Sequencing & Assembly
This genome was sequenced using 454 and Sanger Whole Genome Shotgun methodology:
- DNA is shattered into 40 kb fragments
- Each fragment is inserted into a vector and cloned
- The two ends of the fragment are sequenced, creating paired reads
- DNA is shattered into small fragments (~0.6kb or ~3kb)

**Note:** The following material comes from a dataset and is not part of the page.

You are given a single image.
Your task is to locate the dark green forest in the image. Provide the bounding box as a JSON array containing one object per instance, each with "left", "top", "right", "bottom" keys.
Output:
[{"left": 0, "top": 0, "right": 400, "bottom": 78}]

- 0.6kb fragments are tailed with 454 sequencing adapters
- 3kb fragments are circularized on a biotinylated linker, circles are sheared, fragments containing biotinylated linker are retrieved and tailed with 454 sequencing adapters.
- Adapterized fragments are sequenced from one end, creating fragment or paired reads.
- The assembly process uses the paired reads to identify contiguous stretches of sequence (contigs)
- Contigs are ordered and linked together into larger supercontigs
by using paired reads lying in different contigs
For more info on the arachne assembler see: http://www.broad.mit.edu/wga/
- Supercontig and contig numbers are preceded by the version of the assembly.
- Contig 1.25 - refers to contig number 25 within assembly 1.
- Supercontig 1.2 - refers to supercontig number 2 within assembly 1.
- Supercontigs are numbered in order of decreasing length. For example, supercontig 1.1 is the largest, and supercontig 1.2 is the next largest.
- Contigs within supercontigs are ordered positionally. For example, supercontig 1.1 contains contigs 1,2,3... (in that order).
There is no correspondence between contig or supercontigs numbers in different assemblies.